To qualify for the £50 bonus, members must have held a savings account, current account, or mortgage with Nationwide as of September 30, 2024. Additionally, they must have made at least one transaction or maintained a minimum balance of £100 in any of their accounts during the 12 months leading up to September 2024. Alternatively, members must still hold an active account or mortgage at the time of the payment.
In 2024, nearly four million members benefited from a £100 bonus under Nationwide’s Fairer Share Scheme. However, the new £50 payment is distinct from this earlier initiative. Nationwide has indicated that it plans to announce another Fairer Share payment in May 2025, contingent on its financial performance.
Nationwide, which serves approximately one in three households in the UK, operates more than 700 branches and employs over 25,000 staff members. The society has reported record growth in mortgages and deposits since the Virgin Money acquisition, solidifying its position as a leading lender for first-time buyers.
Chairman Kevin Parry also commented on the acquisition's benefits, stating, "As we integrate Nationwide and Virgin Money carefully over time, the impact we have in communities across the UK, and the benefits we offer to members and customers, will only increase." He highlighted that customers with savings across both institutions would continue to enjoy maximum protection under the Financial Services Compensation Scheme.
The announcement of the £50 payment has generated excitement among customers, many of whom have taken to social media to express their anticipation. One customer inquired, "When do we get the £50 payment from the Virgin deal, could it be any random date between now and April 30?" Nationwide promptly clarified that all payments would be processed by the end of April.
As the UK’s largest building society, Nationwide's commitment to its members is evident in its ongoing efforts to provide fair and rewarding banking solutions. The Big Nationwide Thank You campaign not only serves to acknowledge member loyalty but also reinforces the society's dedication to serving the community.
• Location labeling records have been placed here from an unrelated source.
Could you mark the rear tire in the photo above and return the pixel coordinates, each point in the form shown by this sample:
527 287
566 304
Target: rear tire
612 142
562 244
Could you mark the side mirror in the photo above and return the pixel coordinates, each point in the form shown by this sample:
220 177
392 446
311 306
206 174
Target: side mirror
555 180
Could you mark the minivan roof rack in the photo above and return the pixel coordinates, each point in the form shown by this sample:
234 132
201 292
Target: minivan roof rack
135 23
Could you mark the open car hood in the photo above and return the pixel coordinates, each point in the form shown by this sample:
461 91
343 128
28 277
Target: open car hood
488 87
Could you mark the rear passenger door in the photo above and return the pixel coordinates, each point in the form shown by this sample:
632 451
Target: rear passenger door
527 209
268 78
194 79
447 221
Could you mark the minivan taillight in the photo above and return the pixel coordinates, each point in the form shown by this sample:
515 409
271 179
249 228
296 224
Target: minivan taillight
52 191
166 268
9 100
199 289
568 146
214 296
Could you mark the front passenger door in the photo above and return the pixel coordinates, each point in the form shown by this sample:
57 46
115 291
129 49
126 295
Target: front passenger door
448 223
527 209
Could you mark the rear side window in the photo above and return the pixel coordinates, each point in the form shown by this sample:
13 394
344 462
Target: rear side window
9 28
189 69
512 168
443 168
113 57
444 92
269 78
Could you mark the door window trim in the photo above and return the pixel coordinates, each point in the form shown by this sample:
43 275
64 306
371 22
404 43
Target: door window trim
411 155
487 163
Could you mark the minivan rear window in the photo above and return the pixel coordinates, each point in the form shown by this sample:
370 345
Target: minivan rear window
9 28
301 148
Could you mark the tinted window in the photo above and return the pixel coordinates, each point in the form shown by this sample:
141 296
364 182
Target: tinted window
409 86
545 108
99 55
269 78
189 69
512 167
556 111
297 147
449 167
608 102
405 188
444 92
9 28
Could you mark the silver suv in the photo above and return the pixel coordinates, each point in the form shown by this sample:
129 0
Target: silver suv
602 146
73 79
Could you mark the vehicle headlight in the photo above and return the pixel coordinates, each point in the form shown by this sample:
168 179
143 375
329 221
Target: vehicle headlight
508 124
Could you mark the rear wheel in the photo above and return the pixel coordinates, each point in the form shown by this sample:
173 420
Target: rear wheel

With the financial landscape continually evolving, Nationwide's proactive approach following the Virgin Money acquisition could set a precedent for other institutions in the sector. As they enhance their services and expand their reach, members can look forward to more initiatives that prioritize their needs and financial well-being.
In summary, the £50 bonus payment is a significant gesture from Nationwide, reflecting its commitment to its members and the positive impact of its recent acquisition. As the payment date approaches, many are eager to see how this will further enhance their banking experience.